The Chaos of Delight website was set up in 2016 in order to celebrate and promote biology, soil science and the amazing hidden world of soil animals- the mesofauna.

Main Services:

science, soil science, macro photography, learning, educational, soil biology

Chaos of Delight

It’s run by Andy Murray, a science writer and photographer, driven by a crazy passion and love for these amazing, tiny and almost unknown creatures, most being too small to see with the naked eye.

The website was the first of its kind to combine incredibly detailed macro and micro photography with the latest scientific research and personal observations, covering the full (although arbitrary) range of the world’s tiniest soil animals, while retaining a popular and readable format that’s fun to use and factually accurate.

It showcases the truly incredible beauty and wonder of Collembola (springtails), mites, proturans, pseudoscorpions and the rest of the amazing animals that live in the darkness, hidden in the soil beneath our feet.

One of the great things about the soil mesofauna is that these amazing and bizarre animals exist everywhere. Everyone can become a true explorer in their back yard, garden or local park. All you need is a magnifying glass or loupe. And as you search under leaves and stones, you join every other biologist over the centuries who has done exactly the same thing. The website serves as a useful roadmap in discovering about this dark and hidden world, and seeks to transfer a little of the joy and passion inherent in all science to the reader.

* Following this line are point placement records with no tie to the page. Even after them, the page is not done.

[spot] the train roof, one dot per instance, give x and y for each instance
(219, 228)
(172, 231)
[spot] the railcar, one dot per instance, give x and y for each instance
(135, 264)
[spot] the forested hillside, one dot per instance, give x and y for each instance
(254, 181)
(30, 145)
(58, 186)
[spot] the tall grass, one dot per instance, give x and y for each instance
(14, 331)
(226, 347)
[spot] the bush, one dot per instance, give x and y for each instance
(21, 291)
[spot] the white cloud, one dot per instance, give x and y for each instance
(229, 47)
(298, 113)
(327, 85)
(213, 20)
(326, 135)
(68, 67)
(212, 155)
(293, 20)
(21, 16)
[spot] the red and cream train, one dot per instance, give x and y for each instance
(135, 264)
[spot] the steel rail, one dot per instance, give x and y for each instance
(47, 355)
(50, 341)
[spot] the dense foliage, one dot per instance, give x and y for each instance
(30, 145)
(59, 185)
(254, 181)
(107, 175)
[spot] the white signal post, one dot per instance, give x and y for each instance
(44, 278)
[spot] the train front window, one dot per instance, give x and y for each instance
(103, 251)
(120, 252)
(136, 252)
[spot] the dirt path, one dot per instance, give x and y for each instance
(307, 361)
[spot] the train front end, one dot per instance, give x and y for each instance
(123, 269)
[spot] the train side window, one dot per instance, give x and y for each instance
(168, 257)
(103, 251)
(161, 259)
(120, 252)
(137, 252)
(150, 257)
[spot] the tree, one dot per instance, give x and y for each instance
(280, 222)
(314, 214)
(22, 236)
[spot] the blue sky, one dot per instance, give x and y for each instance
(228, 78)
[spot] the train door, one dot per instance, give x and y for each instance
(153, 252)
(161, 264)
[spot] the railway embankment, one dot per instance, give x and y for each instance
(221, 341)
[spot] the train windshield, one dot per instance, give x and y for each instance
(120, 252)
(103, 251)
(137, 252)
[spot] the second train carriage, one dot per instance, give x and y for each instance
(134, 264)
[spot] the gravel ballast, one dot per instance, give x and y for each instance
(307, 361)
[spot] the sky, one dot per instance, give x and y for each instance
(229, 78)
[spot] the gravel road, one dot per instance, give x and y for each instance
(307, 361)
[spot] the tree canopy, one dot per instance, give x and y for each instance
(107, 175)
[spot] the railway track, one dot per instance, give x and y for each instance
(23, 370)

Over four hundred macro and micro photographs can be found on the website, and all have been taken down at the subject’s eye level, which, if you’re a mite or springtail, and you actually have eyes, is around 0.2mm off the ground. All the photos have also been taken in nature and necessarily risk the subject running away, jumping or hiding. Which they usually do. Out of more than half a million photos taken over the years, only around 13,000 were kept. Out of those, only a couple of thousand photos are up to a good enough standard to actually use.

Not surprisingly, each photo carries its own painful story of back-breaking dedication and stupid effort, from a day spent in the dark, searching caves on all fours for a chance to photograph rare cave-dwelling Collembola and diplurans, to trekking high in the Alps to look for new species, and sweating through a tropical rainforest surrounded by mosquitoes in search of yet more elusive mini beasts. And underpinning it all is the usual daily stress of trying to stay alive by avoiding cliffs, heatstroke, frostbite, dangerous plants, snakes, spiders, and scorpions (and failing to avoid cuts, bruises, leeches and biting insects) and trying not to destroy expensive camera equipment at the same time. In macro photography, no-one can hear you scream.

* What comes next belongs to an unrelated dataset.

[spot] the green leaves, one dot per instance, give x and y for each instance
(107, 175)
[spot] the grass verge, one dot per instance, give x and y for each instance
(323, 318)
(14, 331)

As the website is dedicated to the small mesofauna, it doesn’t feature any of the larger common soil animals such as worms, woodlice, centipedes and millipedes. Or moles. But just to be contrary, it does include many of the other very small and rather unknown soil denizens such as the glorious and peculiar midge larvae of the Forcipomyia, mite harvestmen and micro snails.

Each order has its own page, with nested secondary pages where needed to further define the complexity of certain orders within classes like mites and Collembola. There is also a blog page with many more in-depth articles, mainly concentrating on springtails and the experience of travelling the world studying the soil mesofauna.